Almas-Vagantes

22 Capítulo XXII – Promessas Infidas –


Notas iniciais
“Nada é imutável para as funestas garras do destino. Até o mais sólido ferro pode ser derretido por elas, ficando em água”.

Visiatos! –murmurou Swift, aspalmas das mãos deitadas nos tijolos do muro.

O muro abruptamente se transpareceu gradualmente como se estivesse se transformando em vidro reluzentemente cristalino.

– Não se preocupe Peter! – Murmurou Swift com veemência ao ver a expressão de apreensão presente no rosto de Peter. – O muro está transparecido somente para nós. Parece-se um muro normal a eles!

Ao outro lado do muro transparente, no lado oposto da rua, se visualizava a praça central. O grupo de vultos encapuzados ainda reunidos à volta do monte de cadáveres, brevemente menos apreensivos.

Null se encontrava sentado ao gramado, abanava as grandes asas negras com lentidão, os demais membros mirando-o com olhares sutis pela ausência de sua máscara. Ao seu redor, também sentados em círculo no gramado, o monte de cadáveres detrás, se encontravam os demais membros da Dark Birds. Todos usando máscaras excêntricas e vestes negras. Kronus se levantou e recebeu a atenção de todos.

– Parece que nosso ardiloso amigo Lucas! Está demasiado atrasado nesta noite importante! – Disse Kronus com voz grave e intimidadora. Uma máscara totalmente branca cobrindo o rosto. – Devemos continuar?

– Sim supremo mestre! – Murmurou todos os vultos em uníssono.

Excelente!

Kronus se encaminhou em direção à pilha de cadáveres, todos os demais membros observando com olhos penetrantes, Kronus já estava abrindo a boca para conjurar o feitiço Shinigame, quando Lucas chegou, as vestes encharcadas, e berrou:
– Cheguei Supremo Mestre! Tive um pequeno probleminha com um de meus feitiços aquáticos!

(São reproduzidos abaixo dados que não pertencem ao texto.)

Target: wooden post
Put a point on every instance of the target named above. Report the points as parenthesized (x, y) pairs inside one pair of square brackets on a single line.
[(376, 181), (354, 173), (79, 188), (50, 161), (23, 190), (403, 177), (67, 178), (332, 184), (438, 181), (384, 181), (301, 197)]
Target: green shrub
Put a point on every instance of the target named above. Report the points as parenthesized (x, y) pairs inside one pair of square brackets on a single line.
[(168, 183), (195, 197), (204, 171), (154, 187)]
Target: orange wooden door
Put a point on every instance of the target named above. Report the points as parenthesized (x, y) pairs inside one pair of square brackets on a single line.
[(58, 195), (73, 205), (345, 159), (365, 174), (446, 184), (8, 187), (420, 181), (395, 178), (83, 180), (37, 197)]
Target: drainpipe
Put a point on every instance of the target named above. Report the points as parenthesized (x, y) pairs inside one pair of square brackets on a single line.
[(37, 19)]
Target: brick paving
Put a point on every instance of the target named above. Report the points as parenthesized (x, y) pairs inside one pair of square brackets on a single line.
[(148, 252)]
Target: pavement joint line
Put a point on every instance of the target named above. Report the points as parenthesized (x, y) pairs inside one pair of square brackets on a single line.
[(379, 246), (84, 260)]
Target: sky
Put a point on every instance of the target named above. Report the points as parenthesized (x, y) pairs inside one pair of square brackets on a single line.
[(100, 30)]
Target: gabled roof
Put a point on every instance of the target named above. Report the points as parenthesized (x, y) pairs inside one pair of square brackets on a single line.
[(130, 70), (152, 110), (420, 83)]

– Está extremamente atrasado! Sr. Horse! – Vociferou Kronus com veemência. – Sente-se!

Lucas se sentou de maneira engraçada em meio às asas de Null e um homem com máscara de espantalho, e mirou a Kronus um olhar curioso. Kronus estava quase conjurando o feitiço quando novamente alguém o interrompeu.

Supremo Mestre! – Exclamou Null.

– O que tu queres?

– É verdade que são necessários três elementos para a transferência de dimensão? – Indagou Null calculoso.

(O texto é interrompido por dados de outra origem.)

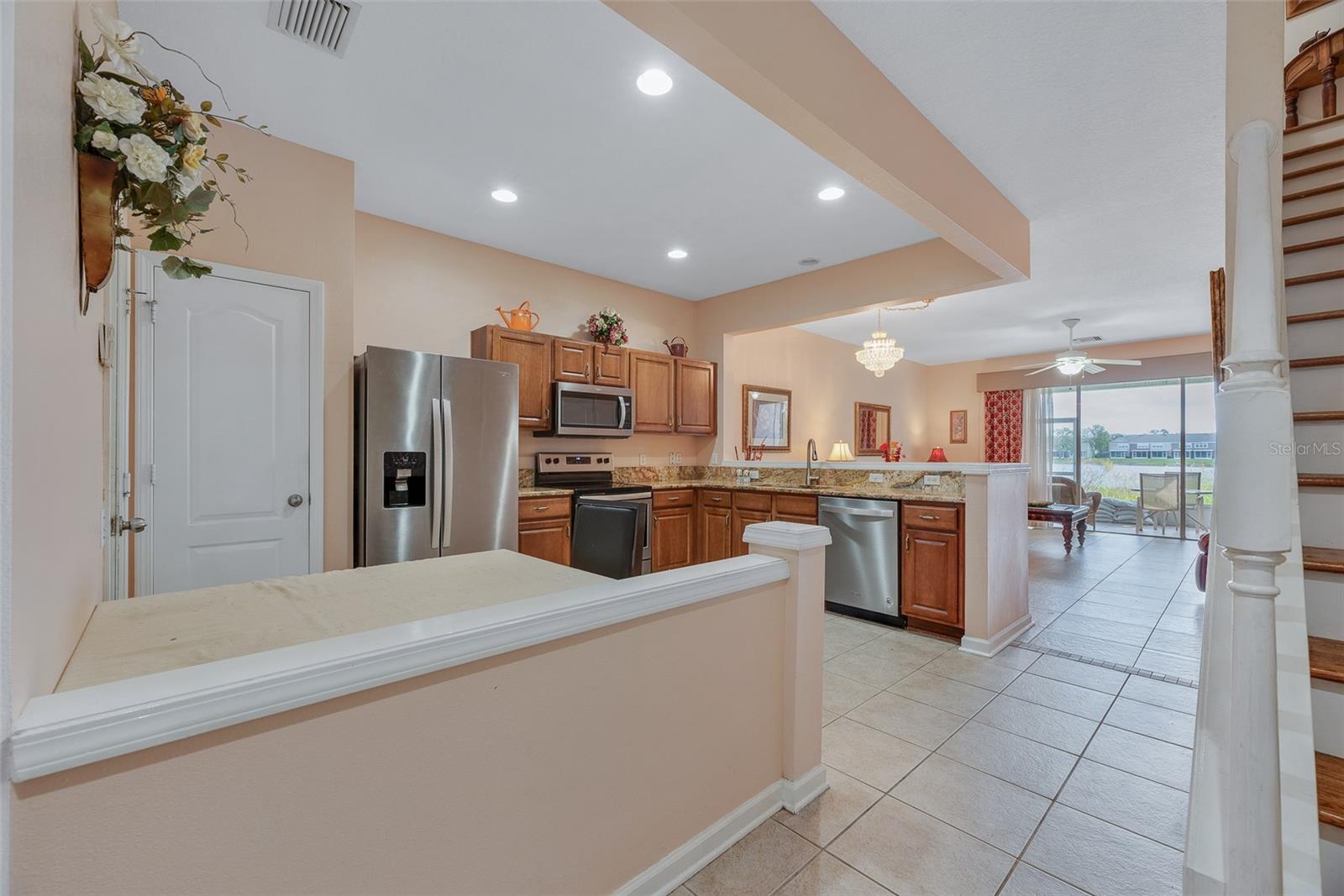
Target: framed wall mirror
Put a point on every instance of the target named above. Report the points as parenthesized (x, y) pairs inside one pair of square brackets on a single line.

– Certamente! – Afirmou Kronus.

– Já temos dois... Não é? – Indagou Null calmamente, um sorrateiro sorriso malicioso no rosto pálido.

– Temos... – Afirmou Kronus impaciente.

– Qual o último elemento? – Indagou Null com veemência.

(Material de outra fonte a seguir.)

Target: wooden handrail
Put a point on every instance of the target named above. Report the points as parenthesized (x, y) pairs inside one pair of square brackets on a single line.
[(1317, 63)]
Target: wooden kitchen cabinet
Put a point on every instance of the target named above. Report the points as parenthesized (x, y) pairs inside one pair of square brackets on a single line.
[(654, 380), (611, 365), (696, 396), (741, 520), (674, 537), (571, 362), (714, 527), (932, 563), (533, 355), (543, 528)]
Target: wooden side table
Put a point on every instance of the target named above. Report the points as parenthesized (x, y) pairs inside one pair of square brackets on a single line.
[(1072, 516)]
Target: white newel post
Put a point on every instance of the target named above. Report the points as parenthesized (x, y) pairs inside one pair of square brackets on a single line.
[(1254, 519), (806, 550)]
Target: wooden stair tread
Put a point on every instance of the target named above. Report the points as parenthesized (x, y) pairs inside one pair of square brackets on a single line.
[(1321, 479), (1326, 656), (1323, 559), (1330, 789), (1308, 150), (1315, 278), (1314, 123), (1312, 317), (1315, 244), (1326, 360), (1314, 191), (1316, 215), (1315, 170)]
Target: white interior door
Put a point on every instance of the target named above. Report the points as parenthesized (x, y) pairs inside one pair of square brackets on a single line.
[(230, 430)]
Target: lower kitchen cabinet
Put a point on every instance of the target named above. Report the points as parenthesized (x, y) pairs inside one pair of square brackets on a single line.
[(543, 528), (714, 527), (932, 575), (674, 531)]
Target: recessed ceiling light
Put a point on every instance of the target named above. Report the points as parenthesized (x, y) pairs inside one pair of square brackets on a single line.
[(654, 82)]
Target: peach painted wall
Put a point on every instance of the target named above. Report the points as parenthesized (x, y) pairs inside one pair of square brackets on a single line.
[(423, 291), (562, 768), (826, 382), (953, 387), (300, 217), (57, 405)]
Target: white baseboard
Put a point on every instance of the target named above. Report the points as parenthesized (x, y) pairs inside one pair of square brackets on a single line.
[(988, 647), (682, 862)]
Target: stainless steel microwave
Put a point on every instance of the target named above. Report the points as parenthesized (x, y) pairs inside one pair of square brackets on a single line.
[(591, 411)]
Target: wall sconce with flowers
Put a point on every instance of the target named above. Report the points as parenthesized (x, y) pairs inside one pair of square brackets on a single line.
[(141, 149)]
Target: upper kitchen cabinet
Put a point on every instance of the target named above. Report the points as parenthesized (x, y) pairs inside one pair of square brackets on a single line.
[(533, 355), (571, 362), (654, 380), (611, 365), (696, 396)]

Kronus paralisou, parecia estar pensando em uma resposta plausível. Uma onda de murmúrios preencheu o círculo de vultos encapuzados.

– Ótima interrogação!... Esqueci-me de citar! O último elemento se resume em seus cadáveres! – Murmurou Kronus calmamente, como se aquelas palavras fossem insignificantes.

Um mar de cólera invadiu o círculo. Null sorriu de pura satisfação.

Aparentemente ninguém sabia que Kronus estava ponderando desde o início em se teleportar sozinho para o tal novo mundo. Então todos vociferaram ao mesmo tempo, totalmente irritadiços.

– O QUE VOCÊ QUER DIZER COM ISTO? – Rosnou Sadest, uma figura com uma mascará negra que chorava lágrimas prateadas, que estava ao lado do espantalho. – VOCÊ PROMETEU QUE ME ENCONTRARIA COM MINHA FAMÍLIA NO OUTRO MUNDO!

– VOCÊ PROMETEU QUE MINHA QUE EU ME ENCONTRARIA COM MINHA ESPOSA! ­– Berrou o espantalho de imediato.

– VOCÊ PROMETEU QUE MINHA NAMORADA ESTARIA VIVA NESTE OUTRO MUNDO! – Gritou Thunderbird, uma mascará redonda com um dourado bico de pássaro na parte da boca cobrindo o rosto.

– VOCÊ PROMETEU QUE HAROLD ME AMARIA NESTE OUTRO MUNDO! – Exclamou Aline, uma mulher usando uma mórbida máscara de enfermeira com pingos de sangue escarlate.

– VOCÊ PROMETEU QUE EU SERIA FELIZ NESTE OUTRO MUNDO! – Gritou Sync, uma figura usando tapa-olho, a boca oculta por um tecido negro.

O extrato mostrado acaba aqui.